When I was studying history at Hope College, the name Turabian was used with near-religious reverence and fear. You didn’t ask why you were supposed to do something with your footnotes—you simply did it because “that’s what Turabian says.” Our professors enforced the inflexible edicts of Turabian exactly as they were set down in the book we all had to live by.
Who (or what) was this Turabian creature? In actual fact, she was a woman who lived between 1893 and 1987 who had a great impact on American English style. However, she is better known as the vengeful, near-immortal demigoddess of footnotes, the patron saint of history students and editors, and the un-photographable supreme arbiter of style. (Seriously, there are no verifiable photos of her on the Internet. I looked. She may have been a vampire.)

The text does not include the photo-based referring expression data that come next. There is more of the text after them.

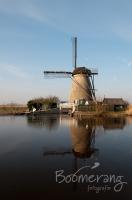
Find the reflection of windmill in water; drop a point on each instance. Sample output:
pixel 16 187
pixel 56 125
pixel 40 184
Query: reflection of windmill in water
pixel 82 79
pixel 83 140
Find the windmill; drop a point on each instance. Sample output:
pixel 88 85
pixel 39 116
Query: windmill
pixel 82 79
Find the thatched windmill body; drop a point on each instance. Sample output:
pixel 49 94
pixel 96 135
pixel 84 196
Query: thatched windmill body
pixel 82 79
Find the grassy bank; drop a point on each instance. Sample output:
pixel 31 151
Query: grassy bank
pixel 12 110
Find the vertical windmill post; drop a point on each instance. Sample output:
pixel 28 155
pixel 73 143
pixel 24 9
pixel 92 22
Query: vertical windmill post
pixel 82 79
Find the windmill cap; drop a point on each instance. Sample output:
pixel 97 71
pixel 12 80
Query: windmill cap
pixel 81 70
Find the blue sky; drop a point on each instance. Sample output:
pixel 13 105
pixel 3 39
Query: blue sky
pixel 35 35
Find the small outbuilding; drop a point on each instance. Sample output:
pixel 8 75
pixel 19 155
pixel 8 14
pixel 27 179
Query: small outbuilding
pixel 115 104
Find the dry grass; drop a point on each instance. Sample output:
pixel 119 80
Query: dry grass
pixel 7 110
pixel 129 110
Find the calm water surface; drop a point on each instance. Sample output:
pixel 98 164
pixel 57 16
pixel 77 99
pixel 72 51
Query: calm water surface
pixel 37 153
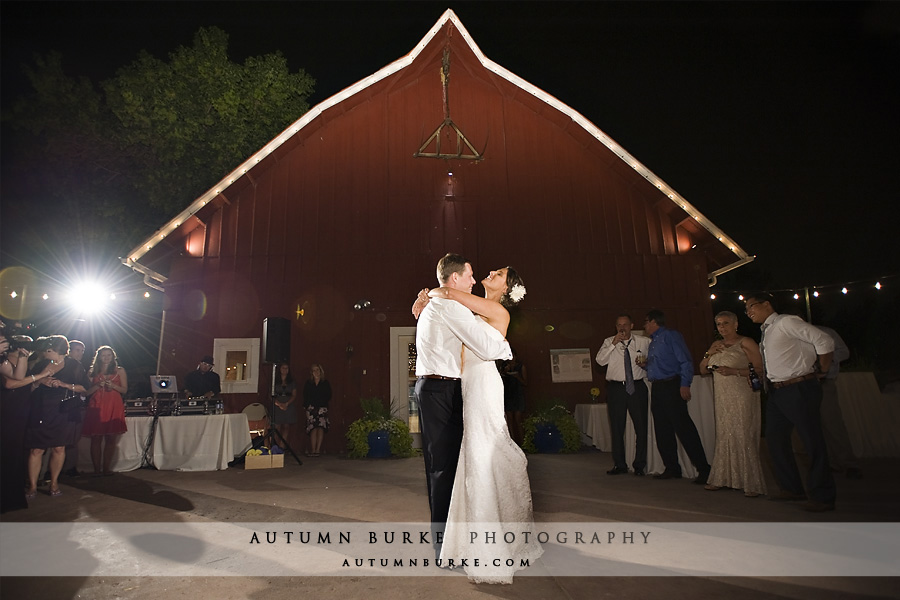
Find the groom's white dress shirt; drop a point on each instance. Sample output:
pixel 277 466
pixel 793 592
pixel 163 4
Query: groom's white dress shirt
pixel 443 327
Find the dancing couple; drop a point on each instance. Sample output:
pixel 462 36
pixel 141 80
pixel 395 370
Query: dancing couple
pixel 476 474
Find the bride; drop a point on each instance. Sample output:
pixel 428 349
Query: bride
pixel 491 492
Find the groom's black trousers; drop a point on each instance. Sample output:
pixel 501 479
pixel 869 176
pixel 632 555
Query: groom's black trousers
pixel 440 409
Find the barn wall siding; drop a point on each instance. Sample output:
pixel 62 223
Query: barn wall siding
pixel 345 212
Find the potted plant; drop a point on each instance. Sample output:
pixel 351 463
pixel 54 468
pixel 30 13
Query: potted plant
pixel 377 434
pixel 551 429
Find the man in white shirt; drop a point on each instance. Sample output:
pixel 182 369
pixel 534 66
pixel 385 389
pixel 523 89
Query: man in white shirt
pixel 443 327
pixel 623 356
pixel 795 356
pixel 837 440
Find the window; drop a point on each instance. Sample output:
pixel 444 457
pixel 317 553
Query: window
pixel 237 363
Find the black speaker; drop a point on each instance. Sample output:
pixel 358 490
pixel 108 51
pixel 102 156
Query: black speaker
pixel 276 340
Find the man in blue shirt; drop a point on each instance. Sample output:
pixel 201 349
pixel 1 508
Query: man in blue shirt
pixel 671 370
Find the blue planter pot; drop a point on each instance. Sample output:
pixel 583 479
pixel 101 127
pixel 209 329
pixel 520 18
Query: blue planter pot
pixel 379 444
pixel 547 439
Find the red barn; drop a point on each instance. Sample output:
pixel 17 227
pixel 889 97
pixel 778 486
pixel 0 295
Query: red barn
pixel 339 221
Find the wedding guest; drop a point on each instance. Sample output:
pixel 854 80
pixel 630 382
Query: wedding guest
pixel 203 381
pixel 70 466
pixel 671 370
pixel 54 418
pixel 14 407
pixel 795 355
pixel 104 419
pixel 622 355
pixel 837 440
pixel 285 415
pixel 738 409
pixel 316 396
pixel 515 379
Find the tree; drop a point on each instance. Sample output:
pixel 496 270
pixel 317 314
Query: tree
pixel 107 164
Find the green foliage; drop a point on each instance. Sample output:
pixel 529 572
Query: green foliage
pixel 377 417
pixel 555 413
pixel 139 147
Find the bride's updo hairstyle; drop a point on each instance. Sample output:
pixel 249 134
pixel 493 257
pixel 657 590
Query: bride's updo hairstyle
pixel 510 298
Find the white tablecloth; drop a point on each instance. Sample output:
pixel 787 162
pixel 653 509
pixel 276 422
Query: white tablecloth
pixel 593 419
pixel 183 443
pixel 872 417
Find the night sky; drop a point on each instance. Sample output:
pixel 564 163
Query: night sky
pixel 778 121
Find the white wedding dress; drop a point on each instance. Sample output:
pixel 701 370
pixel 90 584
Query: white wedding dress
pixel 491 492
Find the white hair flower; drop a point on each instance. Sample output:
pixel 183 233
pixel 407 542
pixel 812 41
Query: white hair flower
pixel 517 293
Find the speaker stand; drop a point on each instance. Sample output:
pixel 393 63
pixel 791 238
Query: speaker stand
pixel 272 433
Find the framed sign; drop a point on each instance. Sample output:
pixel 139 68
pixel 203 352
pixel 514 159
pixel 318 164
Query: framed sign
pixel 570 364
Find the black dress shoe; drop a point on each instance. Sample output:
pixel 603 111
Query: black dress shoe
pixel 853 473
pixel 703 477
pixel 787 497
pixel 813 506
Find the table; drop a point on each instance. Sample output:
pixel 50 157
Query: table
pixel 182 443
pixel 872 417
pixel 593 419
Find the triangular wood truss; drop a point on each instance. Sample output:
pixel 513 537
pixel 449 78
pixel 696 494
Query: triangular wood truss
pixel 448 124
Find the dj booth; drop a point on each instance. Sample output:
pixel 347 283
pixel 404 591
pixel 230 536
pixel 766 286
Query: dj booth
pixel 186 442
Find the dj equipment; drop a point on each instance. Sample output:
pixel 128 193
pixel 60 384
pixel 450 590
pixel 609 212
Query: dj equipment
pixel 276 340
pixel 166 407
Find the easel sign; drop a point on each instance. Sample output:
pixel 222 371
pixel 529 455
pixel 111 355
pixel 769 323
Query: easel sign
pixel 570 364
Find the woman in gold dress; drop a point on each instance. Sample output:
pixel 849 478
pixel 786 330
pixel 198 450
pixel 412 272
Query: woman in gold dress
pixel 738 411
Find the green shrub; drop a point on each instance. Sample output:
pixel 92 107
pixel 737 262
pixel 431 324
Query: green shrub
pixel 556 414
pixel 377 417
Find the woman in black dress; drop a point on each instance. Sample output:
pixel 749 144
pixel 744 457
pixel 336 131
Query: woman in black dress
pixel 14 406
pixel 316 396
pixel 55 418
pixel 285 414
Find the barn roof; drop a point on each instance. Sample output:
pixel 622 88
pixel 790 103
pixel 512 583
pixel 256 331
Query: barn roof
pixel 727 254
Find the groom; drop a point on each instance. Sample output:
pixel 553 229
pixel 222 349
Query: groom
pixel 444 326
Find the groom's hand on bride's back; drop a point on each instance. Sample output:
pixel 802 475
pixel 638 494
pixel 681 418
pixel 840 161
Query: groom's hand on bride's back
pixel 419 304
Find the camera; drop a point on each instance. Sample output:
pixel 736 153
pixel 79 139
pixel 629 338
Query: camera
pixel 17 342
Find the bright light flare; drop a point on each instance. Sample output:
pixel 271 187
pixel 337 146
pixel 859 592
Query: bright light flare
pixel 89 297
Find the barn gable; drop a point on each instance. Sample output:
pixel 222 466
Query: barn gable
pixel 723 253
pixel 338 209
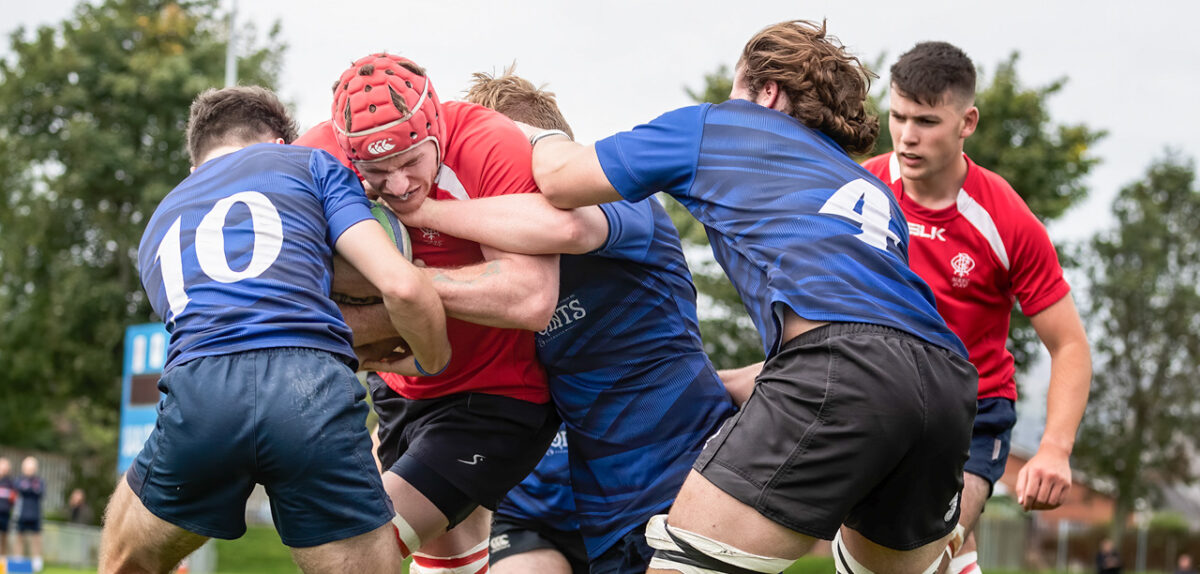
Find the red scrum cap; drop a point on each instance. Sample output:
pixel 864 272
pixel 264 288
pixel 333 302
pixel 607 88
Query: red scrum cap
pixel 383 106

Kate L. Turabian was born and raised in Chicago, where an illness prevented her from attending college. In lieu of pursuing higher education, she worked as a typist at an advertising agency, where she worked alongside a young Sherwood Anderson. Later, she found her way into the academic world by taking a job as a departmental secretary at the prestigious University of Chicago. Rising through the ranks, in 1930 she was appointed the university’s dissertation secretary. In this position, every single doctoral thesis authored at the university had to cross her desk.

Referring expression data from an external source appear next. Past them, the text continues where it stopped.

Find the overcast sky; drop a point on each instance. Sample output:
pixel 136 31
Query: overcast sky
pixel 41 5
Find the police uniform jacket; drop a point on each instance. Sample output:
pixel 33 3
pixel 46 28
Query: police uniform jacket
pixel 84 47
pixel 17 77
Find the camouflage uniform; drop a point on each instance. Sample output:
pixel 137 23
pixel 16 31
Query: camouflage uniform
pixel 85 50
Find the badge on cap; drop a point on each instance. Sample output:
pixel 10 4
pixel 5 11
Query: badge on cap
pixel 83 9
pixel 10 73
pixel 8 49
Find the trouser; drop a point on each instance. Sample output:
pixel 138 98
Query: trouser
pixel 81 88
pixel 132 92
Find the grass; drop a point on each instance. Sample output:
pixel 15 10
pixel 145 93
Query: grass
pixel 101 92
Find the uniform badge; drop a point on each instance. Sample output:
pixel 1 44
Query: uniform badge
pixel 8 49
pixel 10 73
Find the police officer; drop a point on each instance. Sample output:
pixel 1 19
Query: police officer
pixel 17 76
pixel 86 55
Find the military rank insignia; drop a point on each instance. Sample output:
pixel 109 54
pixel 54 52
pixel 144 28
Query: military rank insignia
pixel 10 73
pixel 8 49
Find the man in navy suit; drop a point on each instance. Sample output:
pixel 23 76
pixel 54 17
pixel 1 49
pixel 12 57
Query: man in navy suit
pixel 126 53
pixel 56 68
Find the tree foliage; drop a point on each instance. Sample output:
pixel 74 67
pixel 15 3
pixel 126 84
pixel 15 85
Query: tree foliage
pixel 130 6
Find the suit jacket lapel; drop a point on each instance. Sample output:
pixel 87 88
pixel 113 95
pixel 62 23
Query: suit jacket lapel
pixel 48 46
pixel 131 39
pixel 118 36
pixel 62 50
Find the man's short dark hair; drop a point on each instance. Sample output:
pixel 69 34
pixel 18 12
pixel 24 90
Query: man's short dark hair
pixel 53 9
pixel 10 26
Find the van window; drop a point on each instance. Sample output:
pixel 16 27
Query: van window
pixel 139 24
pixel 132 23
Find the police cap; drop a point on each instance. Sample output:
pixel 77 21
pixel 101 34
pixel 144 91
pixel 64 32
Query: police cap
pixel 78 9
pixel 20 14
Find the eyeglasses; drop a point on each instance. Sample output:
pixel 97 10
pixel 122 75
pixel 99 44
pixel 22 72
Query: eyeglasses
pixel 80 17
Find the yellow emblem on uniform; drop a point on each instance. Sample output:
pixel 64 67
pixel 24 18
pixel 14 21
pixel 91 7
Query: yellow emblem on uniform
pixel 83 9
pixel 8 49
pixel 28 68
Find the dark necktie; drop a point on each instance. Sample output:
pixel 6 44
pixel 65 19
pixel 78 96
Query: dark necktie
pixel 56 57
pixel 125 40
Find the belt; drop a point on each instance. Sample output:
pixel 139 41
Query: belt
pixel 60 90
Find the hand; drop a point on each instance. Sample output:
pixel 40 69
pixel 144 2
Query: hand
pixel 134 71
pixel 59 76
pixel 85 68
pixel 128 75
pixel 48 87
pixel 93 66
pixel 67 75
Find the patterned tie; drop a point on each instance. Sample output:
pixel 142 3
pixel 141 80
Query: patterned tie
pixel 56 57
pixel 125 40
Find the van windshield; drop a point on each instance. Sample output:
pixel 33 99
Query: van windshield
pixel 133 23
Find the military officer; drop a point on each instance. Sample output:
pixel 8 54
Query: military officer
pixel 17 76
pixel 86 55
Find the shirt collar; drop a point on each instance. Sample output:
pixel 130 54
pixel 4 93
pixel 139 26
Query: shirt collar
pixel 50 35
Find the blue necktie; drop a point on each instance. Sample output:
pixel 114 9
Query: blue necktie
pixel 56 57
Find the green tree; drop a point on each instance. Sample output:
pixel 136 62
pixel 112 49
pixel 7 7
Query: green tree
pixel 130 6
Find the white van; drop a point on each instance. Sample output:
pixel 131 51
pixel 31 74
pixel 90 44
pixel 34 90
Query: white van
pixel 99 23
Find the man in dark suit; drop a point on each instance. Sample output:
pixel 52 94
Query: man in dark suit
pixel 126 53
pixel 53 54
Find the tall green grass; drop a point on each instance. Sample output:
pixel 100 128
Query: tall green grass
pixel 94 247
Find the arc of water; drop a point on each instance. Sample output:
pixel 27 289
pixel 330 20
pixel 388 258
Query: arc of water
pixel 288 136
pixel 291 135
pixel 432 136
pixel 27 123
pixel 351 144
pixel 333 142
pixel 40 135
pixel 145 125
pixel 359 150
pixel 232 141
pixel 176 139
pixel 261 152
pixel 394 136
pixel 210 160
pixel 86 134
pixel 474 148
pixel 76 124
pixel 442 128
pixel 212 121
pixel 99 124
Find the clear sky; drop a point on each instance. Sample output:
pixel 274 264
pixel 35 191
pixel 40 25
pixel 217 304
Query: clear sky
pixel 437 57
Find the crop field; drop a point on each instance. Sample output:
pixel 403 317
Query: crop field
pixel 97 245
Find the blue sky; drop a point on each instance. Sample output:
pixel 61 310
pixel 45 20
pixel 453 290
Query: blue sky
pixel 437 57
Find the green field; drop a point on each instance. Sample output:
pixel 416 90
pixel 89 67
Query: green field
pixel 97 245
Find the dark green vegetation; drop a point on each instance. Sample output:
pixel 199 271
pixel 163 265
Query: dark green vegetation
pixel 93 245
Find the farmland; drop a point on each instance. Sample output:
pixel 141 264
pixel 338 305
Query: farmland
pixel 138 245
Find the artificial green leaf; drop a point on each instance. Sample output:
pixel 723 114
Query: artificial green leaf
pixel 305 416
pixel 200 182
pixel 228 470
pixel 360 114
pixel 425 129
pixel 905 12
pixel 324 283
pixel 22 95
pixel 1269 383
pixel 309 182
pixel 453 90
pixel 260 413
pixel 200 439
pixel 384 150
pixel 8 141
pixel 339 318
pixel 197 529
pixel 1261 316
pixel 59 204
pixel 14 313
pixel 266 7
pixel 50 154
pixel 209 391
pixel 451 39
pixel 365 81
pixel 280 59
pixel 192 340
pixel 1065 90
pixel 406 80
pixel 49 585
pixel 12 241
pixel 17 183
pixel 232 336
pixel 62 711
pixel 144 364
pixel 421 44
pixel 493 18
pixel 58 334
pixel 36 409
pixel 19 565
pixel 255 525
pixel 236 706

Having clawed her way into the heart of academia without so much as a bachelor’s degree, Turabian went a step further and authored a pamphlet describing the correct style for writing college dissertations. This work eventually grew into her magnum opus, A Manual for Writers of Research Papers, Theses, and Dissertations, a complete guide to academic writing and citation style. It was Turabian’s means of ruthlessly enforcing her high stylistic standards, and it spread throughout the American university world like wildfire. This is the book my classmates and I reverently referred to as “Turabian,” as if it were indistinguishable from its formidable author. (I had a professor who called it/her “Kate,” but that seemed dangerously informal to us.) All joking aside, I’m sure she was a lovely woman. She just scared the living daylights out of us with her draconian footnote rules.

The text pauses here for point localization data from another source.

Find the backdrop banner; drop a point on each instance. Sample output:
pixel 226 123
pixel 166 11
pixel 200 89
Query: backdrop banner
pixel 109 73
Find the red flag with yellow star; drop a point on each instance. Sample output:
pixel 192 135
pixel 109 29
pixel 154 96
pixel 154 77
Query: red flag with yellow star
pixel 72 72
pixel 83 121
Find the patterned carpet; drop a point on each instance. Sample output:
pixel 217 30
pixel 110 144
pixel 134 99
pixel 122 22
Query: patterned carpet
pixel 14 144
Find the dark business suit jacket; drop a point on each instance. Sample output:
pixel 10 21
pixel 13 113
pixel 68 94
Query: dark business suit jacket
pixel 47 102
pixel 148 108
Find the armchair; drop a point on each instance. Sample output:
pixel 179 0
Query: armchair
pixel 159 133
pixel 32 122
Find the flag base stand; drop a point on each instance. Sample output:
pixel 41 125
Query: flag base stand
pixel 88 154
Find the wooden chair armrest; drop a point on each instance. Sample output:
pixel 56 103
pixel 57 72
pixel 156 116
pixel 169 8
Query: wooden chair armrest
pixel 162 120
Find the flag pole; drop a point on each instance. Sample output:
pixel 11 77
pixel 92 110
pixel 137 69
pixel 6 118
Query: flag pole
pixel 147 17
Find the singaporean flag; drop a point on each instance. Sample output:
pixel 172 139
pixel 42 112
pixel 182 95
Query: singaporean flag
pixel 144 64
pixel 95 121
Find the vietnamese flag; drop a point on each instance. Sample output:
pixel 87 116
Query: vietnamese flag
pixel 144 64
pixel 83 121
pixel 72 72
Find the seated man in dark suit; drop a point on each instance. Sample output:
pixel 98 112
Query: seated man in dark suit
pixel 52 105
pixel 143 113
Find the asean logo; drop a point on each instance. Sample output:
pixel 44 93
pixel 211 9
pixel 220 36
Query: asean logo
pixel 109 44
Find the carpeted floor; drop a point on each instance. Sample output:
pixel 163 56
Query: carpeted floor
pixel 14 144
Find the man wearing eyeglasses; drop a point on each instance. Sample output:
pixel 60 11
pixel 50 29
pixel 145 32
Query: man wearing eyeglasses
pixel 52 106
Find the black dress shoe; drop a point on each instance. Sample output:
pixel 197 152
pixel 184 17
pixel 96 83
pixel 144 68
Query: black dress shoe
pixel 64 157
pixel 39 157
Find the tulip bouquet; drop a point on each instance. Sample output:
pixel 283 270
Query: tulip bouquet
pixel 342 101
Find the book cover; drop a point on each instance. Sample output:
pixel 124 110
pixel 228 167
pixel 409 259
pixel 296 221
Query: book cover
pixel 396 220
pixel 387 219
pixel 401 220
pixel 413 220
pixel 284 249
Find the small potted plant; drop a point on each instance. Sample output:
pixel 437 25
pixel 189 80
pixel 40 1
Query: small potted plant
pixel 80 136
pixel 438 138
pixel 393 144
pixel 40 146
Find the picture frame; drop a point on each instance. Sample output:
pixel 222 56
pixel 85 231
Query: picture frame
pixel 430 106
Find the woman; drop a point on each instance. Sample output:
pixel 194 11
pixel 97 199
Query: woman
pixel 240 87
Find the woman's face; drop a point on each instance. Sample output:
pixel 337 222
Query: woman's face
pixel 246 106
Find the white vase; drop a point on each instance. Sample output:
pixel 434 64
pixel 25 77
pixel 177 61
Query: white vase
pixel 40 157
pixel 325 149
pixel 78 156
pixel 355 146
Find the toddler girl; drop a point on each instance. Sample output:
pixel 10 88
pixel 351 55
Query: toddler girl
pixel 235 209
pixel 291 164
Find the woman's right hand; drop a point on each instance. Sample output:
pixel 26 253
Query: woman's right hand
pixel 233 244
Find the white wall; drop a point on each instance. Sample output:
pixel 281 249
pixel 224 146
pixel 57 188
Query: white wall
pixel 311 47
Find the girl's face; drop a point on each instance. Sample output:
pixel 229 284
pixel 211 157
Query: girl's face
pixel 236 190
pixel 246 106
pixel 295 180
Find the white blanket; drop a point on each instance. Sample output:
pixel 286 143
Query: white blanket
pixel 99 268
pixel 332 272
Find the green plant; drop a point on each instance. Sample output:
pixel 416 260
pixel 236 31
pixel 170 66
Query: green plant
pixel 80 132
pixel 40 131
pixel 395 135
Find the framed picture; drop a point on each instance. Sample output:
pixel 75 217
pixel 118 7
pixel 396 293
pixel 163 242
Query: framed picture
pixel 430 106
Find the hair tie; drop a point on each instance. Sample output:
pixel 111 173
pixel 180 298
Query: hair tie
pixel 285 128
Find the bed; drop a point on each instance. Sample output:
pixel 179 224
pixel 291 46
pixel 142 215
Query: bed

But what does Kate Turabian have to do with the work we do at Black Lake? She’s relevant because Turabian’s book is where I first learned the standard for writing style that we use at the studio: The Chicago Manual of Style (CMOS). Turabian’s manual aligns closely with CMOS, though she focuses on academic writing and CMOS provides guidelines for publishing in general. The Chicago Manual was one of the first style guides published in the U.S. (1906), and as such it is largely responsible for the standardization of many of its rules. Like the Merriam-Webster dictionary, it is constantly updated, especially to keep up with the digital innovations of recent years. And though it does have rivals in MLA and APA, it has been widely adopted by publishers and agencies, small and large alike.
Here at Black Lake, we subscribe to the online version of CMOS, chicagomanualofstyle.org. Whenever I have a question about American English style, including grammar, punctuation, and formatting, I log on and get the manual’s take. And, in the rare instances when our work involves footnotes, we follow CMOS’s/Turabian’s standards (shudder).
So, the next time you have a question about formatting, grammar, or any other issue of written style, check out CMOS or Turabian. The sheer number and strictness of the rules can be a bit intimidating at first, but your readers will thank you for making the effort.